An anonymous reader writes: Sprint's struggles to remain a major carrier continue. Just a few days after announcing that it is dropping out of a major low-band spectrum auction, the company now says it must cut between $2 billion and $2.5 billion in costs over the next six months. The cuts will need to be aggressive — according to the Wall Street Journal (paywalled), Sprint "had $7.5 billion in operating expenses during the three months ended June 30," even as it cut $1.5 billion over the past year. The only good news for Sprint is that its subscriber base is still slowly growing, though not quickly enough to keep pace with T-Mobile, let alone Verizon or AT&T.

4 of 55 comments (clear)

  1. I remember trying to switch to Sprint by _xeno_ · · Score: 3, Insightful

    I remember when Sprint was running a campaign where you could go unlimited everything for about what I was paying AT&T. I tried to switch to Sprint at that time. They rejected my credit card.

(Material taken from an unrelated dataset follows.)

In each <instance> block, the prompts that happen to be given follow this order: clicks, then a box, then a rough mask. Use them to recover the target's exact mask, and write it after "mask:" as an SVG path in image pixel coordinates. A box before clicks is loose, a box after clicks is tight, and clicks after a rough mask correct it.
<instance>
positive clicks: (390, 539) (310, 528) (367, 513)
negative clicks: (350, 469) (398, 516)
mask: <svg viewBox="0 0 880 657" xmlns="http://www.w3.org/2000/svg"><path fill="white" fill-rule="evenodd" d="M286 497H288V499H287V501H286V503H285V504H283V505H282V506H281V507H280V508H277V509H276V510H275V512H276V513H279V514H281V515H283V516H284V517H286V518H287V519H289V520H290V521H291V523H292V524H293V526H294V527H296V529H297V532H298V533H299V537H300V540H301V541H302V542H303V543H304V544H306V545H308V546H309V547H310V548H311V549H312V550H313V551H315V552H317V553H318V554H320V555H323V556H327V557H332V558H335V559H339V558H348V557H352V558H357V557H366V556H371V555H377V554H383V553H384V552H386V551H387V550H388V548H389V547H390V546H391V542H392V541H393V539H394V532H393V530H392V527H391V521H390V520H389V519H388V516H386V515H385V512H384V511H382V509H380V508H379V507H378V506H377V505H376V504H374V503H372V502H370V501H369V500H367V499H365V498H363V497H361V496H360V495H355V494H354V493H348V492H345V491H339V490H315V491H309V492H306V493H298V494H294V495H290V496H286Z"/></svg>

    I'm not sure why they rejected my credit card. It wasn't like there wasn't enough money to cover the cost of a new phone and the initial fees. In fact, they managed to put a hold on the account for the amount they wanted, but even with the hold, they wouldn't accept the card. Customer support couldn't help me, and my bank (which happened to be right next door to the Sprint store) couldn't figure out what was going on with them.

    So I stayed with AT&T.

    There's really no point to this story other than I remember trying to become a Sprint customer and being unable to do so. I wonder how many other people Sprint has rejected over the years due to broken systems?

    --
    You are in a maze of twisty little relative jumps, all alike.
  2. Re:The useless and redundant by silas_moeckel · · Score: 3, Insightful

    Thus why Ting is the sprint network just everything else completely better.

    Want to drop 2.5b ditch every mall store.

    --
    No sir I dont like it.
  3. Yeah, they're doomed... by sirwired · · Score: 3, Insightful

    Cut 33% of operating expenses and fail to invest in fixing their lackluster network? This is what a company that just wants to be put out of their misery does. They're is no clearer signal they just want to be bought out for their spectrum at this point.

  4. Re:Oh Sprint... by ArmoredDragon · · Score: 3, Insightful

    I was with Sprint for 10 years, and during that entire 10 years it was "oh we have really good upgrades right around the corner". They even had this bullshit website that showed the upgrade status for their towers, and each one would range from 3 months to a 12 months for the next "upgrade". If you checked back 3 months later, you'd still see the same numbers there, and if you called to complain about the service, the rep would go to this website and read those same bullshit numbers to you.

    Meanwhile, the service continued to deteriorate with increasing dropped calls, their 3g was so terrible that your phone would quickly drain its battery if you had no wifi around, and they never offered 4G in Phoenix, which is quite a populated city. Even when they did finally offer 4g in a given area, it was spotty at best, more closely resembling what other cities called a soft launch (i.e. service is available and turned on in the area but not finished, and they don't announce it to the public until its been optimized to be contiguous across the coverage area) and it never reaches the full quality of a hard launch, even though they announce it as such.

    Sprint is and always has been perpetually a "coming soon" network, has never been the "now" network that it claims to be.

    Anyways since their service is so bad, I'll bet that if they go out of business, nobody will even notice. In fact it will likely be an improvement because somebody who actually knows how to run a company might buy their assets and completely throw out their management, engineers, QA, and support teams. It very likely won't be another carrier that buys their assets though, instead it will probably be somebody like Dish.